Taneja noted that while India has made significant strides in renewable energy, particularly in solar power, fossil fuels still account for a staggering over 70 per cent of the country's energy consumption.

Energy Independence and Economic Pressures

Taneja pointed out that India is among the world's top energy consumers and is heavily reliant on imports, 88% for oil and 54% for natural gas. With an ambitious national target for energy independence by 2047, the Indian government is investing heavily in renewable energy sources, including solar, nuclear, and hydrogen.

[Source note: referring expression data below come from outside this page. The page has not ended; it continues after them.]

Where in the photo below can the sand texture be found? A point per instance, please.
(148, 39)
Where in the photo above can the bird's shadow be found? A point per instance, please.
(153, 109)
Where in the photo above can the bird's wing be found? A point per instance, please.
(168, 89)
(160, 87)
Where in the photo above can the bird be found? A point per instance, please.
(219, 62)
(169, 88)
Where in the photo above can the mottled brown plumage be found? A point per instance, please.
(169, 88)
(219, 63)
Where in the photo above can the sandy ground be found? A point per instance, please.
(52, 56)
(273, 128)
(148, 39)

However, the current geopolitical landscape poses significant hurdles.

The recent conflicts in the Middle East, particularly tensions involving Israel and Iran, have led to heightened fears regarding energy security.

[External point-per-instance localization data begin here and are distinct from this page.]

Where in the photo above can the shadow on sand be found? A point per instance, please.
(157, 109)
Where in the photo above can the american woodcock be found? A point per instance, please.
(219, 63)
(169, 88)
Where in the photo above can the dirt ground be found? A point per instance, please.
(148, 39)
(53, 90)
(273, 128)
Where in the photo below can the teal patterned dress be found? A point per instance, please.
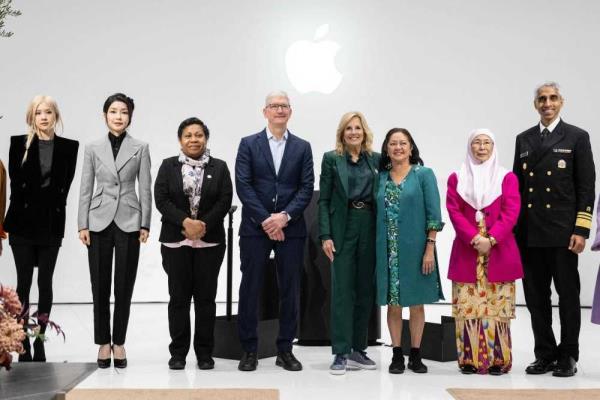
(405, 213)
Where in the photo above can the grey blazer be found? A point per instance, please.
(114, 198)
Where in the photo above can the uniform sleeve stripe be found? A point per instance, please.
(583, 223)
(584, 216)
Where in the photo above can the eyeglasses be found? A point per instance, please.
(284, 107)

"Whenever there is escalation in the Middle East, oil prices tend to surge," Teneja explained. Currently, oil prices hover around $79 to $80 per barrel, a figure he attributes to the geopolitical premium rather than actual supply shortages. He warned that an attack on oil installations could trigger a sharp spike in prices, potentially escalating by $10 to $20 per barrel almost overnight.

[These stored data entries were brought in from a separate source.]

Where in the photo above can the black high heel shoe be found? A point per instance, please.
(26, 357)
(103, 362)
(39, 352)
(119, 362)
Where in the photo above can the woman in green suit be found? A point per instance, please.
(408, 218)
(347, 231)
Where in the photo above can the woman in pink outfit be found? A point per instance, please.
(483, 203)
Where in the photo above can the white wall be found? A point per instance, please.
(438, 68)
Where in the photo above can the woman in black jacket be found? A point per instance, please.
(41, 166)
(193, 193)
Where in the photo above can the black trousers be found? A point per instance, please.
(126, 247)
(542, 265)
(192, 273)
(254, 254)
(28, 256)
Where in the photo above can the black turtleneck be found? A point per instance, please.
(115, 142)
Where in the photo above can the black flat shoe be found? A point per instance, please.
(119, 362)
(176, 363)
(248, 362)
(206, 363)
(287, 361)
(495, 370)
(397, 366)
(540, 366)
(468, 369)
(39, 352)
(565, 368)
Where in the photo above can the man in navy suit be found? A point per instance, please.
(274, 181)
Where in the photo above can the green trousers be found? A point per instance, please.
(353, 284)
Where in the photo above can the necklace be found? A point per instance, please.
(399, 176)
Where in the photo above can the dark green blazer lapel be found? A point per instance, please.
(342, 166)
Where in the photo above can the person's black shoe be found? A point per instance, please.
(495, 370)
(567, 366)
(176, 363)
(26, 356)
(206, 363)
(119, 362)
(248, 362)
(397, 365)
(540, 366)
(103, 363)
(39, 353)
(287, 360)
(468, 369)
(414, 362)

The Role of Geopolitics in Energy Pricing
The geopolitical situation is crucial not only for sourcing oil but also for determining its price. Taneja noted that, while India imports oil from approximately 40 countries, fluctuations in the global market are often dictated by global geopolitical events. For instance, the ongoing tensions between Israel and Iran could lead to unpredictable shifts in oil prices, creating further economic strain for oil-dependent countries like India.

Taneja emphasised the importance of technological advancements in traditional energy sources, stating, "If we think renewable energy will replace traditional energy in five or ten years, we are daydreaming." He argued that India must focus on developing both traditional and renewable energy sources simultaneously to meet its energy demands, especially as the nation aims for a GDP growth rate of 9 per cent.

A Call for Integrated Energy Solutions
To navigate these challenges, Taneja advocates for a dual approach, where traditional energy companies also invest in renewable sources. He suggests that companies should evolve into integrated energy players, leveraging their capital and expertise to diversify their portfolios.

"We need to mobilise all forms of energy," he said, reiterating the necessity of both fossil fuels and renewables in the immediate future.

Moreover, he acknowledged the pressing need for India to establish domestic manufacturing capabilities for solar panels, currently heavily reliant on imports. Taneja also noted that while the government is working to reduce this dependency, more efforts are needed, including the establishment of additional manufacturing plants to support the burgeoning renewable energy sector.

Navigating Consumer Sensitivity to Prices
India's energy consumers are acutely sensitive to price fluctuations, especially given that taxes account for nearly 50 per cent of fuel costs at the pump. Taneja urged consumers to understand the implications of global oil prices on local economies and to conserve energy wherever possible. He suggested practical measures, such as turning off vehicles at stoplights to reduce fuel consumption.

Additionally, he emphasised the importance of governmental policies that support domestic exploration and production. "We should invest more in exploring our own resources," he remarked, highlighting potential untapped hydrocarbons reserves in regions like the Andaman and Nicobar Islands.

Future Outlook and Policy Recommendations
As the global oil market contends with geopolitical turmoil, the imperative for energy security grows ever more pronounced. Taneja argues that India must chart its course based on its unique circumstances and not merely follow Western models of the energy transition. "We cannot copy the West," he stated. "Energy transition in India must reflect our own ground realities and characteristics."

He concluded by advocating for a more inclusive energy revolution that empowers local communities to participate in renewable energy initiatives, such as setting up solar power plants.

"We need to mobilise energy that is affordable and accessible for everyone," Taneja asserted, emphasising the importance of grassroots involvement in achieving energy independence.